Alzheimer’s Research UK described the outcome as a “major step forward” in reducing cognitive decline among patients.
“These exciting findings represent a major step forward for dementia research and could herald a new era for people with Alzheimer’s disease. This is the first time a drug has been shown to both reduce the disease in the brain and slow memory decline in clinical trials,” Director of Research Dr. Susan Kohlhaas said.
However, she warned that adverse side effects from the drug showed it was no miracle cure.
“Lecanemab was associated with severe side effects, and it will be important for regulators to understand the safety profile of the drug before it is given a full license for use,” she added.

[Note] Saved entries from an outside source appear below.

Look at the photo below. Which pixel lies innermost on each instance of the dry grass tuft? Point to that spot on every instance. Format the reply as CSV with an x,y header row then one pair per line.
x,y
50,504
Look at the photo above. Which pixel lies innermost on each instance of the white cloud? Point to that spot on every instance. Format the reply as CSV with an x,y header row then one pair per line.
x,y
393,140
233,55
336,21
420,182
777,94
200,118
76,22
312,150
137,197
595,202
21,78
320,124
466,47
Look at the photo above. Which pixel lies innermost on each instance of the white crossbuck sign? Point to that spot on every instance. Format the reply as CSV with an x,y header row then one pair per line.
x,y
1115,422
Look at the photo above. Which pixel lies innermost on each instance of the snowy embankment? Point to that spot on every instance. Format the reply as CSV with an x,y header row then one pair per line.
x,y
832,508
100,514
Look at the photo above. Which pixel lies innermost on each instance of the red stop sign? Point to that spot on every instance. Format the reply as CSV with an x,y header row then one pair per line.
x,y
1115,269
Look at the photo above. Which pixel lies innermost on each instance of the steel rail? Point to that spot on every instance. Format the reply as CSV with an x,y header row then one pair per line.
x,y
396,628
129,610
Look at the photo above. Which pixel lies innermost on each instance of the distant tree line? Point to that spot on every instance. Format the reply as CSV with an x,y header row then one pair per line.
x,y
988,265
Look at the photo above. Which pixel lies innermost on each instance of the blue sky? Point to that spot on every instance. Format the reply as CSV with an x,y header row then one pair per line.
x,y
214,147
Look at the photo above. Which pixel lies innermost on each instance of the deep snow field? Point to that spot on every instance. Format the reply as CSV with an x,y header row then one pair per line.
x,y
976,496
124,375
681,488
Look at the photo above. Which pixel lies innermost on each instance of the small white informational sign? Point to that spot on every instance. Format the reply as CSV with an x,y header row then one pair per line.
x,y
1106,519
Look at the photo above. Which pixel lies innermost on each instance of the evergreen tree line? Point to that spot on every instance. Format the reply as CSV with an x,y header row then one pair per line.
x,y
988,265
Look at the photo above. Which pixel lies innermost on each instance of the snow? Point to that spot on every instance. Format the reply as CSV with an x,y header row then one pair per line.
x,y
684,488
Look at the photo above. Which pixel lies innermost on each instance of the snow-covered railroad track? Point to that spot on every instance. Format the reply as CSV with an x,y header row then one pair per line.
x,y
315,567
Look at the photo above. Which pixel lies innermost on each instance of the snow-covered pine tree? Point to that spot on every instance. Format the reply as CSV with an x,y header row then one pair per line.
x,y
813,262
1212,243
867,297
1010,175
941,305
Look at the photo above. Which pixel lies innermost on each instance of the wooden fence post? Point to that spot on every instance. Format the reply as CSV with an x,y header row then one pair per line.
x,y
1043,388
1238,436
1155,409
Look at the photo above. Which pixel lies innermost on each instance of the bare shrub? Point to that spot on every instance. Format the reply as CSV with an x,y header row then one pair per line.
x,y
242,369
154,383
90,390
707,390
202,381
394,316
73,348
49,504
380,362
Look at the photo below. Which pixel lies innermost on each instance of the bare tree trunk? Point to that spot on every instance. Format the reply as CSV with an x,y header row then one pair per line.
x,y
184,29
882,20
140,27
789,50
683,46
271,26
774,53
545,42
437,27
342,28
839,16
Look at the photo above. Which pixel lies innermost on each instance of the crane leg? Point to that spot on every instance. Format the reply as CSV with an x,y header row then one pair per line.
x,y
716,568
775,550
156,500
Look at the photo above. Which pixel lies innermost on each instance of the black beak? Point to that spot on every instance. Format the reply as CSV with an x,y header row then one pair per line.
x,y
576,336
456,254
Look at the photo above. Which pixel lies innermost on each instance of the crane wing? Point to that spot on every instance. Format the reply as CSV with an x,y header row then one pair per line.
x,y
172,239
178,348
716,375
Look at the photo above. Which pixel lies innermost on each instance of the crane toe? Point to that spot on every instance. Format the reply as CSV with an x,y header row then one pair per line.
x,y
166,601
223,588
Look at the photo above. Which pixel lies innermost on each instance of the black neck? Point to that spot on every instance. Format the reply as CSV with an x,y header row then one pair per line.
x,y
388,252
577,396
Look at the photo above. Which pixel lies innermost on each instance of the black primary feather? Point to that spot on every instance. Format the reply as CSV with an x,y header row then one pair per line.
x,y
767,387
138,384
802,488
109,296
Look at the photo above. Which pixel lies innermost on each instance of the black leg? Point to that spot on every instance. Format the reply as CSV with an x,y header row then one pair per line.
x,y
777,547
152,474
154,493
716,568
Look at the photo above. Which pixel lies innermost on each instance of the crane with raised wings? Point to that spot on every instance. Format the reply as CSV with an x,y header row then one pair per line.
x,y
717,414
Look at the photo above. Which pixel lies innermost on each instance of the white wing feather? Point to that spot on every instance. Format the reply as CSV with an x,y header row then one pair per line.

The findings were presented at the Clinical Trials on Alzheimer’s Disease conference in San Francisco on Tuesday. They follow the release earlier in the fall of top-line results from manufacturers of the drug Eisai and Biogen.
It is not clear whether the death was directly linked to the drug. The woman was given an additional medicine known as tissue plasminogen activator (tPA) to clear blood clots resulting from the haemorrhage.
Eisai said in a statement on Monday that all available safety information indicates lecanemab therapy is not associated with an increased risk of death overall, and added that it could not provide any information about specific patients “to protect the privacy of patients.”
However, it marks the second report of a death from the trial. An 80-year-old man who participated in the trial and was also receiving a blood thinner died in June.
U.S. health regulators are currently assessing the results of the clinical trial and will soon decide whether lecanemab can be approved for wider use.
Eisai and Biogen plan to begin the approval process in other countries next year.